DP how old you are?  My old boss had a PhD in Neuroscience from UC Berkley, and another from University of Chicago.  Ran the science department @ Case Western here in Cleveland...until he bought a strip club.


Good to see you & so many others here.


----------



## dr pangloss (Dec 17, 2009)

hardly krishna said:


> DP how old you are? My old boss had a PhD in Neuroscience from UC Berkley, and another from University of Chicago.
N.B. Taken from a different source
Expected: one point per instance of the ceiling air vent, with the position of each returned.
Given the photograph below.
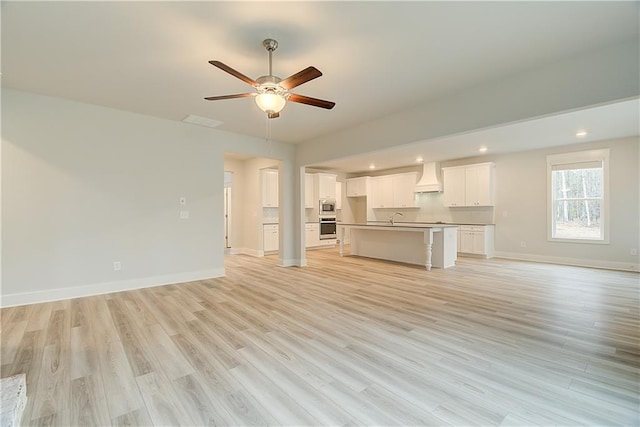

Ran the science department @ Case Western here in Cleveland...until he bought a strip club.
> 
> 
> Good to see you & so many others here.


 

lol.  that's a great story.  Actually Story Landis ran the neuroscience program at Case until she took the job as head of NINDS.

Small world.

I'm in my 40s though.  Story is old.


----------



## hardly krishna (Dec 17, 2009)

dr pangloss said:


> lol.  that's a great story.  Actually Story Landis ran the neuroscience program at Case until she took the job as head of NINDS.
> 
> Small world.
> 
> I'm in my 40s though.  Story is old.


haha, do you know David Shapiro??


----------



## juggernaut (Dec 17, 2009)

no but he's great friends with dr. kevorkian.


----------



## hardly krishna (Dec 17, 2009)

juggernaut said:


> no but he's great friends with dr. kevorkian.


if he could introduce me that'd be great, I plan on my life peaking @ 36..so lets set up the consultation anytime around there.


----------



## juggernaut (Dec 17, 2009)

I'll end you for 50 bucks and a jug of casein.


----------